Now I had relatives named McCloskey, and Don McClosky did not look terribly Irish, and I had never seen that spelling of the name. I soon learned, because he joked about it, that his Jewish grandfather had come from eastern Europe with a name like Mikalofski, or something like that, and the Irish clerk at Ellis Island could not understand his accent and finally said, “You look like an Irish man to me," and wrote McClosky on the immigration papers.

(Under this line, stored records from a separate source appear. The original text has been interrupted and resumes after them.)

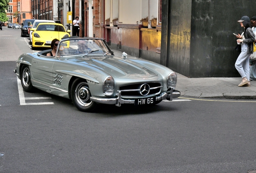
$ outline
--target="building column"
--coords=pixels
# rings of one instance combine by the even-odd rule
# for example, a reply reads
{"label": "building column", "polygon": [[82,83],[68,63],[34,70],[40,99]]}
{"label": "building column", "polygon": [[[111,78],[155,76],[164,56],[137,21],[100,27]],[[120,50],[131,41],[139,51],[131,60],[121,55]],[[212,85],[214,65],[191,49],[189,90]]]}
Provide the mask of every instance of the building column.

I was also soon to learn that Elliott Barnett, who was from Columbia Law School and had impeccable academic credentials, had founded a law firm with Si Ruden in 1959 after he was turned down by an old line Fort Lauderdale firm when they learned he was Jewish. It was a prejudice common in the community at the time, one that Barnett would help demolish. Don McClosky joined the firm soon after and by the time we met them, both men were well on their way to becoming legal stars.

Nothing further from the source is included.